Victorinox has a line of kitchen knives under the Forschner brand. These usually are rated best buys from Cooks illustrated/America's Test Kitchen in their respective types. I have their bread knife and paring knife and find them very good for the price.

They offer these four knives as a "set" without a block at a good price.


When that link breaks, look for Fibrox Pro Knife Set, 4 piece.

But there are better performing blades in every category.


----------



## retiredbaker (Dec 29, 2019)

kurosawakung said:


> I would like to the best set for a home cooking knife set. And as I say best also including to the price.
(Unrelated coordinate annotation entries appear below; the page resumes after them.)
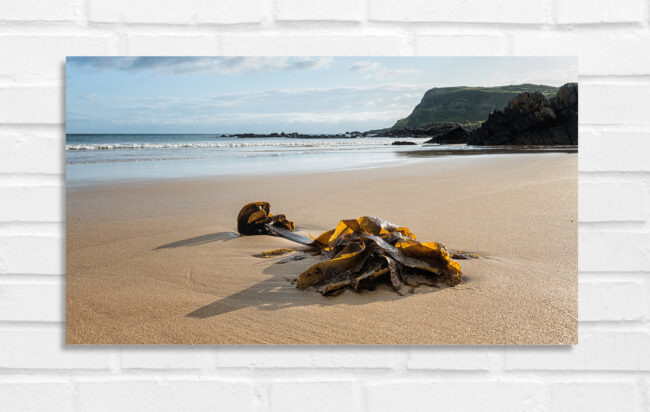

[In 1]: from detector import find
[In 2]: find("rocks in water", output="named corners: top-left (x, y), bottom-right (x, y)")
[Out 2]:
top-left (424, 126), bottom-right (469, 144)
top-left (468, 83), bottom-right (578, 145)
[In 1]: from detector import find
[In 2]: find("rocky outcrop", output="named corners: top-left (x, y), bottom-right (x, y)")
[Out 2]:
top-left (392, 84), bottom-right (557, 129)
top-left (468, 83), bottom-right (578, 145)
top-left (424, 126), bottom-right (470, 144)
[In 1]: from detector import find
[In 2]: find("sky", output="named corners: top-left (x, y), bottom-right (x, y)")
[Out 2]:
top-left (66, 57), bottom-right (577, 133)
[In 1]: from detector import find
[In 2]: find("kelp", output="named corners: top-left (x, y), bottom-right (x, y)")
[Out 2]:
top-left (237, 202), bottom-right (477, 295)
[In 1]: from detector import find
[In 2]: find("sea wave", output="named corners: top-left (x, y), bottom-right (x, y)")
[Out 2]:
top-left (65, 139), bottom-right (422, 151)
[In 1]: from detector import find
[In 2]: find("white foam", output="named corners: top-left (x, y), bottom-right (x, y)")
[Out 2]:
top-left (65, 138), bottom-right (426, 151)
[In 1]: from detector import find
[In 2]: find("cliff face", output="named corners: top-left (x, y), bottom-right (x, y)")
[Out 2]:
top-left (468, 83), bottom-right (578, 145)
top-left (393, 84), bottom-right (557, 129)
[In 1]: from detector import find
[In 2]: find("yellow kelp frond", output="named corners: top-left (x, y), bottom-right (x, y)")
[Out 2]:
top-left (237, 202), bottom-right (295, 235)
top-left (238, 202), bottom-right (477, 295)
top-left (253, 248), bottom-right (293, 258)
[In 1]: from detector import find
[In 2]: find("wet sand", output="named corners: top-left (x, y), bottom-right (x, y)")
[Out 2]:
top-left (66, 153), bottom-right (578, 344)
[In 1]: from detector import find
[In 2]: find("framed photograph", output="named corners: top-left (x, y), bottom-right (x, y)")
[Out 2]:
top-left (65, 56), bottom-right (578, 345)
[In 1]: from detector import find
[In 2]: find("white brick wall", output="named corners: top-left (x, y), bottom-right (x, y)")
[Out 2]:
top-left (0, 0), bottom-right (650, 412)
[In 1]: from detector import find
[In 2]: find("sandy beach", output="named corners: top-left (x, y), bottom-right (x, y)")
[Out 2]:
top-left (66, 153), bottom-right (578, 344)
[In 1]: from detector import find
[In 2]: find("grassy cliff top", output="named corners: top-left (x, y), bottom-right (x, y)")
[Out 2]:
top-left (393, 83), bottom-right (558, 129)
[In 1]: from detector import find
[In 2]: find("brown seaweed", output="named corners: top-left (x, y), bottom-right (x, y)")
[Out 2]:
top-left (237, 202), bottom-right (478, 295)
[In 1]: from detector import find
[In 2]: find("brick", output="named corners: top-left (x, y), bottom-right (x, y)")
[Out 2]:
top-left (578, 230), bottom-right (650, 272)
top-left (88, 0), bottom-right (266, 24)
top-left (504, 327), bottom-right (650, 371)
top-left (0, 86), bottom-right (65, 124)
top-left (0, 328), bottom-right (110, 370)
top-left (0, 127), bottom-right (65, 175)
top-left (120, 346), bottom-right (214, 369)
top-left (578, 129), bottom-right (650, 172)
top-left (0, 186), bottom-right (65, 222)
top-left (578, 281), bottom-right (646, 321)
top-left (216, 346), bottom-right (405, 368)
top-left (127, 35), bottom-right (219, 56)
top-left (0, 382), bottom-right (74, 412)
top-left (555, 0), bottom-right (646, 24)
top-left (578, 179), bottom-right (647, 222)
top-left (415, 34), bottom-right (508, 56)
top-left (275, 0), bottom-right (365, 21)
top-left (549, 381), bottom-right (644, 412)
top-left (76, 378), bottom-right (255, 412)
top-left (0, 0), bottom-right (75, 21)
top-left (578, 83), bottom-right (650, 125)
top-left (407, 346), bottom-right (490, 370)
top-left (0, 284), bottom-right (65, 322)
top-left (368, 0), bottom-right (549, 23)
top-left (0, 35), bottom-right (116, 84)
top-left (221, 34), bottom-right (413, 56)
top-left (270, 381), bottom-right (362, 412)
top-left (0, 237), bottom-right (65, 275)
top-left (366, 380), bottom-right (546, 412)
top-left (510, 31), bottom-right (650, 75)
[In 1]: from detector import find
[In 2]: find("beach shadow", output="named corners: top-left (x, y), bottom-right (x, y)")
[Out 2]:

The product is good and the price is worth it for a home cooking chef.
> Mine are getting old so I think it is time to change it, I want to hear some recommendations from the pros.
> Thank you in advanced


Old quality knives are always quality knives.
I was a butcher apprentice when i was 16, they swore by carbon steel, stainless don't hold an edge as well. They ran the blades on a steel constantly.
I had good knives yrs ago but they go missing if you work in big kitchens, I just use cheap stainless with nylon handles now.
The last chef I worked with had a knife jones, he had all syrian steel compound blades, must have paid dearly.
Don't discount a good cleaver, in the right hands...


----------



## foodpump (Oct 10, 2005)

1) “best” is different for everyone
2) knife “sets” are marketing hype, as Phatch says, go for a 9-10” chef’s, a paring, and a bread knife. If you do a lot of meat, a boning knife is pretty handy
3) Victorinox is pretty much best bang for your buck. They are inexpensive, but not cheaply made
4) either learn how to sharpen your knives or find a reputable sharpener. Cars need gas, and knives need sharpening, doesn’t matter what brand or type of steel, they get dull with use


----------



## Innocuous Lemon (Apr 29, 2019)

as mr pump said, dont get a set, make your own. Id recommend

- a nice big chefs knife
- poultry shears (oxo gud grip do it well)
- a little petty knife

if you can find a chefs knife from the brand "Kuma" id reccomend it. best £20 i ever spent.


----------